MALVERN, Pa. — Large language models (LLMs) are artificial intelligence (AI) algorithms that hold great potential to generate code that helps data scientists analyze and visualize information. But how reliable are these models in performing certain coding tasks that produce accurate results? The answer that a team of Penn State Great Valley professors and students determined earned the group the Distinguished Paper Award from the Association for Computing Machinery’s Special Interest Group on Software Engineering (ACM SIGSOFT) at an international conference in April.
The team conducted experiments to study how well LLMs can solve data science coding problems. Over a two-month period, Nathalia Nascimento and Everton Guimarães, both assistant professors of software engineering, conducted a controlled study with two research assistants in the first year of their master’s programs — data analytics student Sai Sanjna Chintakunta and software engineering student Santhosh Anitha Boominathan.

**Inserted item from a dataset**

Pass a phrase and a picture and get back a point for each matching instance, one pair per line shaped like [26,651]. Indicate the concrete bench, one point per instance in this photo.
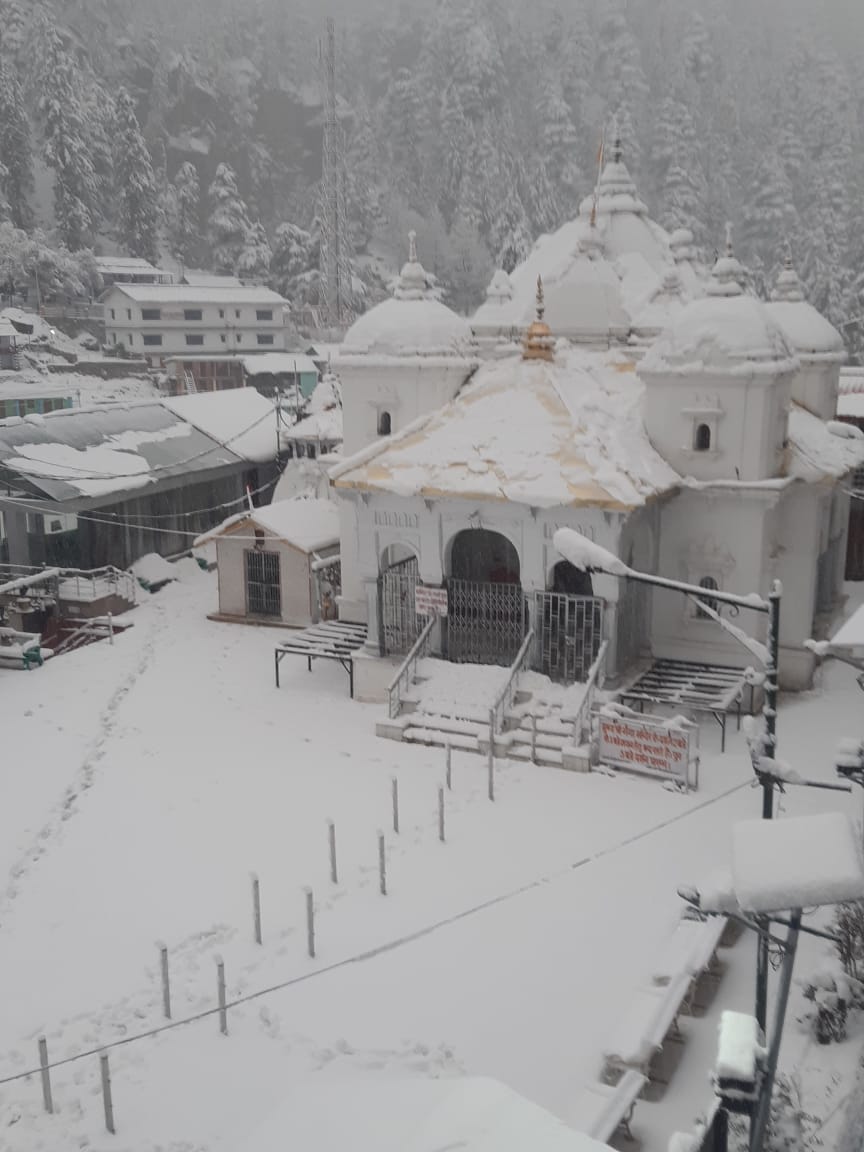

The research team evaluated the performance of four leading LLM-based AI assistants — Microsoft Copilot, ChatGPT, Claude and Perplexity Labs — of solving a diverse set of data science coding challenges, including analytical, algorithmic and visualization problems. The researchers asked the models to perform tasks such as generating charts and analyzing data, exploring whether the type of task or the difficulty level affected the quality of each model’s code output.
As part of the project, the research team created a publicly available novel dataset for assessing LLM performance in data science coding tasks. The students began working on a journal extension with further analysis of the dataset and included another LLM.
“Our findings reveal that all models exceeded a 50% baseline success rate, confirming their capability beyond random chance,” the researchers wrote. “Notably, only ChatGPT and Claude achieved success rates significantly above a 60% baseline, though none of the models reached a 70% threshold.”
The researchers noted that this mid-range success rate indicates the strengths of these LLMs in specific areas but also their limitations.
“This study provides a rigorous, performance-based evaluation framework for LLMs in data science, equipping practitioners with insights to select models tailored to specific task demands and setting empirical standards for future AI assessments beyond basic performance measures,” the team wrote.
The four researchers submitted their paper to the International Conference on Mining Software Repositories (MSR), the premier venue for software analytics research, according the conference’s website, which was co-located this year with the International Conference on Software Engineering. The Great Valley research team’s paper, “How Effective are LLMs for Data Science Coding? A Controlled Experiment,” was one of several accepted submissions for the technical track of the MSR conference.
After the researchers presented their work at the conference, ACM SIGSOFT presented the team with the Distinguished Paper Award.
“With over 100 papers presented, we are truly honored to receive this recognition,” Nascimento said.
“We learned so much throughout the process, from formulating the research question to writing the paper and responding to reviewer feedback during the rebuttal phase,” said student researcher Chintakunta. “Our professors were especially supportive, and their guidance made a big difference. While I wasn’t able to attend the conference, I’m proud of what we accomplished and excited about how this experience will shape my future in research and data science.”